Beruntunglah saya, ketika di sore hari yang memacetkan dan sumpek sekitar jam 17.00-20.00-an itu, posisi saya justru masih asyik di kantor. Menyelesaikan pekerjaan, ketak-ketik komputer sambil browsingan, berinteraksi dengan teman kerja, chatingan dengan teman yang nun jauh disana melalui jejaring sosial, diam-diam diselingi dengan ngetak-ngetik blog seperti saat ini, hiihih, bahkan sambil mendengarkan musik dan nyanyi-nyanyi pula. Gak pake cembetut karena mesti harus nahan hati berdiri berjam-jam atau desak-desakan dalam angkutan umum, sambil memandangi mobil berjejer yang tak bergerak-gerak dari jendela bus. Beuh..,...sungguh membuat emosi jiwa menggelora.



Asyiknya lagi, di sore hari yang bikin sebagian orang menahan amarah karena nahan hati akibat kemacetan, saya malah bisa mengambil jam istirahat (kebetulan saya masuk kerja shift malam) untuk sekedar nongkrong sebentar, catet ya, cuma sebentar, di cafe kantor. Menyeruput teh manis panas sambil memesan semangkuk mie instan berkuah, plus pisang panggang yang menggoda iman. Ah, saya berasa paling happy sedunia, hehehe...

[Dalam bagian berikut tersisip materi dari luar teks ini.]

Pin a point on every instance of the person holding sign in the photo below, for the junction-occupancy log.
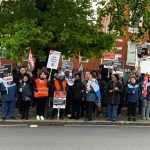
(114, 89)
(40, 88)
(8, 99)
(133, 93)
(60, 85)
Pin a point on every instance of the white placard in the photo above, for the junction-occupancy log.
(145, 67)
(53, 59)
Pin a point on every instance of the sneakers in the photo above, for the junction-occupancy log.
(100, 114)
(38, 117)
(134, 119)
(42, 118)
(144, 118)
(129, 119)
(26, 118)
(147, 118)
(12, 118)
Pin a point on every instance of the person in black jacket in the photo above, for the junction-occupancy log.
(19, 79)
(26, 94)
(78, 95)
(102, 84)
(114, 89)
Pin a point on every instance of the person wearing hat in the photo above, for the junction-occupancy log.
(114, 90)
(146, 100)
(78, 95)
(68, 100)
(59, 85)
(133, 93)
(44, 69)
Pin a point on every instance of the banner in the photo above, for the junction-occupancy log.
(59, 100)
(30, 62)
(145, 85)
(6, 73)
(53, 59)
(67, 65)
(80, 67)
(95, 86)
(108, 63)
(118, 67)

Apalagi, kalau menyantap makanan/minuman yang mengeluarkan asap itu kala hujan deras yang turun di sore hari yang membasahi seputaran lokasi kantor tempat saya berada, seperti beberapa hari lalu. Ahaaaay...nikmatnya berdobel-dobel, cuy. Ya, gimana gak, dengan suasana hujan di jam sore seperti itu, udah pada tau semua dong, kalau yang namanya kemacetan, pasti sedang tingkat stadium 7 kalee. Saking parahnya. .!

Duh, susah merangkai kata-katanya seperti apa tuk mengungkapakan suasana kemacetan kalau sore tlah berpadu dengan hujan itu.  Sementara, saya, jam segitu,  malah duduk santai mengunyah makanan sambil bercengkrama. Tak kehujanan sama sekali. Apalagi terjebak kemacetan. Ulalala,  betapa beruntungnya. Tengs God.  

Semangkuk mi hangat dan pisang bakar.. di hujan yang membasahi sore, ah..

Ya, syyuumringah sekali rasanya, saat itu, saya justru tak terjebak kemacetan plus-plus akibat hujan. Malah berleha-leha ngobrol sama teman kantor di teras cafe, sambil melihat lalu lalang kendaraan yang melintas dan menikmati rintikan air yang turun dari langit itu. Juara rasanya, hehehe.....


Hujan sore membasahi halaman kantorku 
 
Tapi....

Meski jam segitu saya asyik-asyikan di kantor, bukan berarti saya tak pernah merasakan kemacetan dan kegerahan di dalam angkutan umum di jam segitu. Pernah, lah, pastinya. Jangan ngaku pernah hidup di Jakarte, kalau gak pernah ngerasain yang namanya kedongkolan karena kemacetan yang menjijikkan itu. Karena saya pernah mengalami hal itulah, sering malah, makanya saya bisa menulis hal ini. Saya tau sekali perasaan orang-orang yang ada dalam angkutan umum ketika jam-jam sore hari yang “menakutkan” itu.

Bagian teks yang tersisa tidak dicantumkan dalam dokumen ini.